Le gouvernement procèdera prochainement à une révision des normes du travail. La ministre responsable du Travail en a fait l’annonce en février dernier à l’issue du Rendez-vous national sur la main-d’œuvre. Pour l’occasion, les bureaucraties syndicales et patronales préparent, chacune de leur côté, une série de revendications visant à influencer le processus. On se doute par contre que l’adaptation des normes à la réalité des stages ne sera pas à l’ordre du jour, à moins que les associations étudiantes, comités de mobilisation et groupes d’affinité arrivent à s’organiser de manière suffisamment combative pour l’imposer. Mais, que pouvons-nous réellement gagner? Voyons cela de plus près.

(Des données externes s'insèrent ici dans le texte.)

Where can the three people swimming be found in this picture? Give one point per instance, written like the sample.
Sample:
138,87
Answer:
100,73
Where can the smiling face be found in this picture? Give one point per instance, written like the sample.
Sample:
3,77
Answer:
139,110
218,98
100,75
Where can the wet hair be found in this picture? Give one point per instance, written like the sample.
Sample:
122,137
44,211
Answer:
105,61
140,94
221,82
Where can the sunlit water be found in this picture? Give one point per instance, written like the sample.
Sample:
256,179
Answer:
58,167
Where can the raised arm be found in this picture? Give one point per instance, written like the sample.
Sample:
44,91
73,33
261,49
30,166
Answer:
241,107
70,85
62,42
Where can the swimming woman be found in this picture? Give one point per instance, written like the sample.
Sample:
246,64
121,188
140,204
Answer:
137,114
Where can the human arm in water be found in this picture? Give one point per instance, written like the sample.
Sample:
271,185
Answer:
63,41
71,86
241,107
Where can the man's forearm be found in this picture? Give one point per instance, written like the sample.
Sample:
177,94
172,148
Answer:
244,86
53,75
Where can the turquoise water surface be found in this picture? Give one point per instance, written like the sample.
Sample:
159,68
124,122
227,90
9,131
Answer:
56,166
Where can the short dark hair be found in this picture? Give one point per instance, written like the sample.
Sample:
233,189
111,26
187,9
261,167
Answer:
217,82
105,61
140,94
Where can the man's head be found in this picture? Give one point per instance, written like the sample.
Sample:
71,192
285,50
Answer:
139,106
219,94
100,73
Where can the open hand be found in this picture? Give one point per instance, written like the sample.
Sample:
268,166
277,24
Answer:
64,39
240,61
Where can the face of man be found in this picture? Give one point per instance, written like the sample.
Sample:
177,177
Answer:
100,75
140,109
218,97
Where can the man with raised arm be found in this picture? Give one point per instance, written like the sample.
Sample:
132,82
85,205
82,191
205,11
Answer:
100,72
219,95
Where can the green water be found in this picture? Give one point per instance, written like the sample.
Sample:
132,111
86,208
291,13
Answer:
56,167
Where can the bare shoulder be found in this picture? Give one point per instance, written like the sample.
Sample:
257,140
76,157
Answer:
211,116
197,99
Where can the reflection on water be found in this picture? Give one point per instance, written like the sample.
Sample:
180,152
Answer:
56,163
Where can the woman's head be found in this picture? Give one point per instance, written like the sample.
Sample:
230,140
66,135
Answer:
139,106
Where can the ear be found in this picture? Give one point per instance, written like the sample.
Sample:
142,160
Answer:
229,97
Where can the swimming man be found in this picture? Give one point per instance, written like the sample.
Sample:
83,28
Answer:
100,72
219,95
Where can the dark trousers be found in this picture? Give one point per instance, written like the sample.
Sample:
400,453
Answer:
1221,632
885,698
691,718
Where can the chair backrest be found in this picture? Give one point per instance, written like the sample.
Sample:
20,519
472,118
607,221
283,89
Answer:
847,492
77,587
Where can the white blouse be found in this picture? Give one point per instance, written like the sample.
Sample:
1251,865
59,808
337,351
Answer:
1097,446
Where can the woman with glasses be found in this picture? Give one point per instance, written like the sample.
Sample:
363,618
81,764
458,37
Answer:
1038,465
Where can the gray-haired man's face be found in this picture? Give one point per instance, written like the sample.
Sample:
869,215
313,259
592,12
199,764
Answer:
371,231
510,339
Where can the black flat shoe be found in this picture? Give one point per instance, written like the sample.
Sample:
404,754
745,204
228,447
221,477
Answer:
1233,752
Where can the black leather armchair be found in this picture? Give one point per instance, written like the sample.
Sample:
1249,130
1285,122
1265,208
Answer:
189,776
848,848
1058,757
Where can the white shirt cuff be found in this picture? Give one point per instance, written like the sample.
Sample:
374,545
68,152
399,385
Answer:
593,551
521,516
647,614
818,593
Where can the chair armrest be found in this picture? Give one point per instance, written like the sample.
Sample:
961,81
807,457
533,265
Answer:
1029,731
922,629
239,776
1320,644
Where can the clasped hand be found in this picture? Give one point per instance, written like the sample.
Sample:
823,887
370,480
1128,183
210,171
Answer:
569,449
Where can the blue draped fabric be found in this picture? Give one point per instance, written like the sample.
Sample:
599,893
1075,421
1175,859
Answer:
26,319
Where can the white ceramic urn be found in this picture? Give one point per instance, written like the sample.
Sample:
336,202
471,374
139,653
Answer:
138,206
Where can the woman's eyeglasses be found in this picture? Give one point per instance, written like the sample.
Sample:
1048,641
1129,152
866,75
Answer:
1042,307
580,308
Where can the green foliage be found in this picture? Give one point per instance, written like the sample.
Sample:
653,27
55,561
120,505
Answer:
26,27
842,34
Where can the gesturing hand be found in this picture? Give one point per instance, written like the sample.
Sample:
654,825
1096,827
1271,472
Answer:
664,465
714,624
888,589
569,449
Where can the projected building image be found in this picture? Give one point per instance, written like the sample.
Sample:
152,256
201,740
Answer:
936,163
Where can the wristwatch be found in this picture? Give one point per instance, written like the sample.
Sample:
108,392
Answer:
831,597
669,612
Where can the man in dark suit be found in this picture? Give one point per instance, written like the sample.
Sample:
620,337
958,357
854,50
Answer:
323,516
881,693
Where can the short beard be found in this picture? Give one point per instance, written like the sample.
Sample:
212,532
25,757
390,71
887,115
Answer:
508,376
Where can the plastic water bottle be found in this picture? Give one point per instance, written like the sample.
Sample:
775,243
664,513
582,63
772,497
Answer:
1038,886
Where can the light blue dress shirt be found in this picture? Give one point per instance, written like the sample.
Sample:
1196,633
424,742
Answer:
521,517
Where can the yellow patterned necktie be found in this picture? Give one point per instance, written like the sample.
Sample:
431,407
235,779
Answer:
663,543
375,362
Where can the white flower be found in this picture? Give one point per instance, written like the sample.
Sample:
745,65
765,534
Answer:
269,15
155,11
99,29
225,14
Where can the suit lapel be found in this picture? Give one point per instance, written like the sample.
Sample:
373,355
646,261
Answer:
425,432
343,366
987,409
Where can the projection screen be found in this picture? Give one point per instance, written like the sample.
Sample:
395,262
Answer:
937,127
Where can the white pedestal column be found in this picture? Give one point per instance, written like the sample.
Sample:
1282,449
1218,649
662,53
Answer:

Dans sa version actuelle, la Loi sur les normes du travail[1] (ci-après «LNT») et les règlements qui en découlent divisent les stagiaires en deux catégories. Les stagiaires de chacune des catégories bénéficient de protections bien différentes. On peut lire les deux dispositions responsables de cette division comme suit :
Article 3 de la LNT:
« [Application de la loi] La présente loi ne s’applique pas : […]
5º à un étudiant qui travaille au cours de l’année scolaire dans un établissement choisi par un établissement d’enseignement et en vertu d’un programme d’initiation au travail approuvé par le ministère de l’Éducation, du Loisir et du Sport ou par le ministère de l’Enseignement supérieur, de la Recherche, de la Science et de la Technologie »
Article 2 du Règlement sur les normes du travail: [2]
« Le salaire minimum établi à la présente section ne s’applique pas aux salariés suivants : […]
2º le stagiaire dans un cadre de formation professionnelle reconnu par une loi».
De manière générale, la première disposition a pour effet d’exclure de l’application de la LNT les personnes effectuant un stage dans le cadre de leur programme académique. Elle vise l’ensemble des stagiaires en cours de formation dans un programme d’études universitaires, collégiales ou professionnelles. La deuxième disposition vise plutôt les personnes effectuant un stage en vue d’accéder à un ordre professionnel, par exemple les stagiaires du Barreau ou les stagiaires en ingénierie, et prévoit uniquement une dérogation à l’imposition du salaire minimum. Ces stagiaires, lorsque salarié.es, pourraient donc exiger le respect des autres conditions prévues par la LNT, comme le paiement d’heures supplémentaires ou encore pourraient s’adresser à la Commission des normes, de l’équité, de la santé et de la sécurité du travail (la CNESST) pour forcer le versement du salaire convenu avec leur employeur, sans toutefois pouvoir exiger le versement du salaire minimum fixé par le gouvernement.
Le 3 juin 2017 se tenait à l’Université du Québec à Montréal la première assemblée de la Coalition montréalaise pour la rémunération des stages. En vue de la refonte de la LNT, la coalition adoptait comme revendication « l’abrogation des exceptions au Règlement sur les normes du travail qui font en sorte que les stages sont exclus»[3]. Cette revendication avait évidemment pour principal objectif d’assurer une rémunération pour tous les stagiaires et de déposséder les «offreurs» de stage du choix de rémunérer ou non les stagiaires.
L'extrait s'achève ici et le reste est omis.